Woods: Yeah. Well, we’ve tried to do a couple of things. Again, our culture was very much an in-person, office centric culture, and I think we’ve done our best to maximize face to face interaction. So we leveraged the tools, everybody now has available, they’re ubiquitous, the Zoom meetings, we use Microsoft Teams and stuff like that. So we have multiple all hands calls throughout the week. We make sure that people have their cameras on. You see a lot of people now, you get into meetings people try to turn their camera off and hide from the camera and we’re really encouraging people, no, turn the camera on. If that means you have to wake up 30 minutes early and shower, so be it, you’d be doing it anyway, if you’re going into the office, right?

And that just reminds people who they’re meeting with. I mean, we think it increases creativity and collaboration to do that. I have my assistant scheduling 30 minute blocks with me randomly throughout the week with new hires. And one of the amazing things is we’ve hired 75 new full-time staff this year. Frankly, it’s hard to even remember who they are because I’ve met them maybe three times. Once when we interviewed them, once when I onboarded them and maybe I’ve had one other interaction with them. Whereas if I was in the office, I’d be passing that person’s desk 10 times a day on my way to the coffee maker. And so you have to forcibly recreate those interactions in order to really integrate those folks into the group.

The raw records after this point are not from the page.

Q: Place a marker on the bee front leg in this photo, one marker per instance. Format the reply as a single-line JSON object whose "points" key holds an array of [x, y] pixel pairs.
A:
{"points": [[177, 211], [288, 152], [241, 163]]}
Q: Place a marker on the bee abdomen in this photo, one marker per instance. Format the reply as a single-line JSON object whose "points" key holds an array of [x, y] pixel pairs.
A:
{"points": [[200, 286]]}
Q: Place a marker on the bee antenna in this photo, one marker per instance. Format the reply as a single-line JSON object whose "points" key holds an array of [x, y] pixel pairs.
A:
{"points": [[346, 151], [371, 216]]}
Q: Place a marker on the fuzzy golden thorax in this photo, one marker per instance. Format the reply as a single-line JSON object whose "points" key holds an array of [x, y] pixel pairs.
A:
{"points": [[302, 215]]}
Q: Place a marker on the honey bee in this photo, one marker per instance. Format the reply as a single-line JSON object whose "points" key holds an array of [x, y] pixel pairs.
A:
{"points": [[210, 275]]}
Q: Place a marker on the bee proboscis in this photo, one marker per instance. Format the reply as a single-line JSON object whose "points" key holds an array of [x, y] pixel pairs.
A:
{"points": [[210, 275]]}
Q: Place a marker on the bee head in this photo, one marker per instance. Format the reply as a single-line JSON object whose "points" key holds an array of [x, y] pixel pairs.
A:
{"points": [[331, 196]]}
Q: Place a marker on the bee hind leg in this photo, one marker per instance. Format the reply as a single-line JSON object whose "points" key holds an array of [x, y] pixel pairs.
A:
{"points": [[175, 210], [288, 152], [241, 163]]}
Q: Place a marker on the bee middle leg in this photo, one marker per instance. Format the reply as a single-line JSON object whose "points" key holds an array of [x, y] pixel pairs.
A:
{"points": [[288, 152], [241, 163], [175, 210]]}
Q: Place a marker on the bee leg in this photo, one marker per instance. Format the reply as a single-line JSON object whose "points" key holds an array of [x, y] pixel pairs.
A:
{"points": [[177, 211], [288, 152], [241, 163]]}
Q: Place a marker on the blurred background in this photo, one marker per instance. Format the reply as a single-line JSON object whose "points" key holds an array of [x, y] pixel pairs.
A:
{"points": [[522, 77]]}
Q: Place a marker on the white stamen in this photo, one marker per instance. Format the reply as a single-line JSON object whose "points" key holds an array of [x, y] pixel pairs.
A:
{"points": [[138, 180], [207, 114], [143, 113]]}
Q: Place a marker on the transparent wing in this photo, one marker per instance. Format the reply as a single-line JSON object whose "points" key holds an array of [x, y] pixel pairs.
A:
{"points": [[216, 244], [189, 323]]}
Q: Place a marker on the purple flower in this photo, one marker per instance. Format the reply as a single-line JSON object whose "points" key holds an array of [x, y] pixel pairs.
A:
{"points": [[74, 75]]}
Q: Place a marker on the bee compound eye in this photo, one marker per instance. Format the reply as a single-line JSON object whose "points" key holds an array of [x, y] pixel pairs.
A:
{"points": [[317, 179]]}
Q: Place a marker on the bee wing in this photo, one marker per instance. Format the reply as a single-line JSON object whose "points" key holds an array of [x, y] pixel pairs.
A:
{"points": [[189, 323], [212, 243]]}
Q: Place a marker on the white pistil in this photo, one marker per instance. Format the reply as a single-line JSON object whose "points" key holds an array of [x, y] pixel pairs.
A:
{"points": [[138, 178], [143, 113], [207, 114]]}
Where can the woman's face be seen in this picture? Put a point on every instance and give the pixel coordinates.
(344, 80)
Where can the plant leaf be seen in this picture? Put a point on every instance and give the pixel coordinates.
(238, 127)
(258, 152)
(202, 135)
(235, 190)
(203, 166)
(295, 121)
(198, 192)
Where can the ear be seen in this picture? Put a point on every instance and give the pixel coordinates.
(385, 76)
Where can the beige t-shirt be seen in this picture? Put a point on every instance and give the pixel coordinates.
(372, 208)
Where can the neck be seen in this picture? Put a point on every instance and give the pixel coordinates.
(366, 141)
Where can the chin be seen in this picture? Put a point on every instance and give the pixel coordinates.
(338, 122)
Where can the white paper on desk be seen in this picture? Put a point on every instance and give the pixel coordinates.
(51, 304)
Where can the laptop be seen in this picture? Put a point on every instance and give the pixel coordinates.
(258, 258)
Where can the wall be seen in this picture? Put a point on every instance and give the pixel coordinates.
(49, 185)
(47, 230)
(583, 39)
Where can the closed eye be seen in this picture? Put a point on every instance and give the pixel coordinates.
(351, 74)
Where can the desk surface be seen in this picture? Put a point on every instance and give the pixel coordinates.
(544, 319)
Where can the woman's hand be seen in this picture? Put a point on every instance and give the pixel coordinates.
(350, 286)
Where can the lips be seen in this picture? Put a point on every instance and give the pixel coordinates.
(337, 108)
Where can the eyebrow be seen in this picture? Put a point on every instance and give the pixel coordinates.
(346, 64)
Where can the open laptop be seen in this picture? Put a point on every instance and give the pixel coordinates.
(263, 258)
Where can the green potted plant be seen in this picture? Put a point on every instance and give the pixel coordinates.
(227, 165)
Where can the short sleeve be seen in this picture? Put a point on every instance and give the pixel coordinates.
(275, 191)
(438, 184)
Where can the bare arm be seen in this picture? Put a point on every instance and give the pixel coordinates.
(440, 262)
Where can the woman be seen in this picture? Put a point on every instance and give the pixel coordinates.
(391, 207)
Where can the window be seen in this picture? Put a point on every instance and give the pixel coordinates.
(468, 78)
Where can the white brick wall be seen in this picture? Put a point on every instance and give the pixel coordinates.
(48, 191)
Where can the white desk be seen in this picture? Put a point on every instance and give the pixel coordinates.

Folwell: And what type of steps are you taking on the onboarding process? I mean, that’s one of the things that even talking to staffing firms themselves with the virtual onboarding, everybody’s got a different approach. But I mean, I know you said you have Zoom, you’re trying to have their ongoing mediums, but are there the tools specific to training? Anything that you said you’re on the Microsoft side of things, but are there anything specific have been tools that have been super helpful throughout this period?

Woods: I think for us, one of the things that we wanted to do was tie people to the organization physically because everything was virtual. I think one of the most important things we did was we started shipping, welcome to TR boxes to folks that they’d get well in advance their first day. They’d show up to work. On their first day, they log into an all hands meeting and all the Team Rubicon people, 200 people are all wearing Team Rubicon shirts, and they have theirs that they can put on for the first time. These other just tchotchkes that we’d send them, it just creates this physical connection to the organization and that’s what people are really yearning for now. I mean, it’s human nature to want to be physically connected to other people. So we really tried to create some element of that. We have digital happy hours at the end of the week that welcome them onto the team. I mean, honestly, none of these things are extraordinarily brilliant or scientific. It’s just really trying to recreate the magic of what an office environment is, which is social interaction.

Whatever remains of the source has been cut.